Leaf lard is like the caviar of pig fat and comes from around the kidneys, as opposed to the subcutaneous fat, fatback. Leaf lard creates super flaky pie crusts and biscuits, but it isn’t found in most grocery stores. The tubs of lard that are available are not made from leaf lard, and they are also filled with lots of preservatives. You can easily (and cheaply) render your own leaf lard. I was able to get leaf lard from my local butcher for less than $4 per pound, and in just a couple hours, I had converted two pounds of fat into a large jar of usable lard that I cut into pie crust and that my husband used to fry sopes for dinner.
You can grind the lard in a meat grinder like I did, but you could also just cut it into small pieces. And I rendered my lard in a slow cooker, but a heavy pot on the stove will do the trick, too.
HOW TO RENDER LEAF LARD
- 2 pounds unrendered leaf lard
- ¼ cup water
- Unfurl the leaf lard and cut into small pieces. If desired, push lard through a meat grinder. Place the ground lard or small lard pieces into a slow cooker* and pour water over the lard. Set slow cooker to low heat and cook for an hour, stirring every 10-15 minutes. The fat will melt and the pork solids will float to the top. Continue cooking until the pork solids sink to the bottom, about another hour, continuing to stir frequently.
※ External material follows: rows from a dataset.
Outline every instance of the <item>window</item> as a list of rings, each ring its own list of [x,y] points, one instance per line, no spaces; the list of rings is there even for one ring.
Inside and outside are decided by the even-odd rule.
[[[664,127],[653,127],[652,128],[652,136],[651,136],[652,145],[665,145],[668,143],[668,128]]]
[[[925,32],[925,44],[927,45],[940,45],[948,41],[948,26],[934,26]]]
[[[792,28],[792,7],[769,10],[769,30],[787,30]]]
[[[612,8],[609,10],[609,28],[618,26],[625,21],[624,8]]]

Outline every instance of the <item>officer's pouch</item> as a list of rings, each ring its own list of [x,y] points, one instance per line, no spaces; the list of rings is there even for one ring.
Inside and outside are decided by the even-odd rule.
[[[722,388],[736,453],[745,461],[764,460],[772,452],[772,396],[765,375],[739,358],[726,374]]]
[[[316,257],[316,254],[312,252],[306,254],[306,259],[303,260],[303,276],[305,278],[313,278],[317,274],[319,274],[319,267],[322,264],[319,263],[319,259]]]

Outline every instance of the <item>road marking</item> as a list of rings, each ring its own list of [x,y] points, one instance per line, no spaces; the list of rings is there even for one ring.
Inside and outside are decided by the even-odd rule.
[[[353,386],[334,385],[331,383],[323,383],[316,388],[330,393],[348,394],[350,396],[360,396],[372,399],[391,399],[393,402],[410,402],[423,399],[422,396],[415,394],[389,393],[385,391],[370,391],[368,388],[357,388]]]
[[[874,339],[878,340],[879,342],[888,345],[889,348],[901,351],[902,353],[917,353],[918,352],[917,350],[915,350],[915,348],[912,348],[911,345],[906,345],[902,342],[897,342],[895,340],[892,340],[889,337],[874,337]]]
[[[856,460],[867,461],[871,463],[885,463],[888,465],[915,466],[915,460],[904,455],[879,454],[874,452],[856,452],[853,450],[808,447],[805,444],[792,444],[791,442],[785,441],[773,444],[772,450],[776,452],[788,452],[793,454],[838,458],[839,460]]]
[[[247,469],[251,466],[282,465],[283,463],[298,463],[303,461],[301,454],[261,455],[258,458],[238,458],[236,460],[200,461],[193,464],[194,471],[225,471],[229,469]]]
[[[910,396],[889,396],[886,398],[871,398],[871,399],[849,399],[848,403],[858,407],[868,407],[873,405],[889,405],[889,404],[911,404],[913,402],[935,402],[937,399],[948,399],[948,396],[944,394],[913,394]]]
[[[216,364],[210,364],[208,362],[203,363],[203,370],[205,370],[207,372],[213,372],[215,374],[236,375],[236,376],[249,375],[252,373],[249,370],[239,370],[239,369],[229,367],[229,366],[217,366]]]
- Place cheesecloth into a fine mesh strainer over a large bowl. Carefully pour lard through the cheesecloth-lined sieve and into the bowl to strain out the pork solids. Pour the strained lard into a jar, place in the refrigerator, and let chill until white and solid. Store in the refrigerator and use as needed.
- *A heavy pot on the stove over low heat can also be used.